Humane mass dog vaccination programs control rabies regardless of geography, climate or politics.
If 70 per cent of dogs in a region are vaccinated, cases of rabies will drop. If the vaccination program continues over a number of years, dog rabies will be eliminated – saving dogs from horrific suffering and offering protection and peace of mind to human communities.
In 1983, Latin America committed to mass dog vaccination to eliminate cases of human rabies transmitted by dogs. Adopting this humane approach has paid off: dog rabies cases in the region declined from a peak of 25,000 in 1977 to just 196 in 2011 – a decrease of over 99 per cent. Similarly, human rabies cases fell by 96 per cent to only 15 across the whole continent.

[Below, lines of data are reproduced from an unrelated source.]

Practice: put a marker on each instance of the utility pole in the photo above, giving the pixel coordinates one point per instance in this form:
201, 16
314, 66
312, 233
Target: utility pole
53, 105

The effectiveness of vaccination is clear: dog rabies cases were reduced to zero from close to 5,000 per year in Buenos Aires, 1,000 in Lima, and 1,200 in Sao Paulo.
In 2007 a mass dog vaccination project was launched with the support of the Bill and Melinda Gates Foundation in the Kwazulu Natal province of South Africa – an area that had experienced as many as 30 human rabies cases in a single year. Prior to the project, rabies had been a problem for local people and dogs for decades; as of September 2011, however, it had been 14 months since the last human case.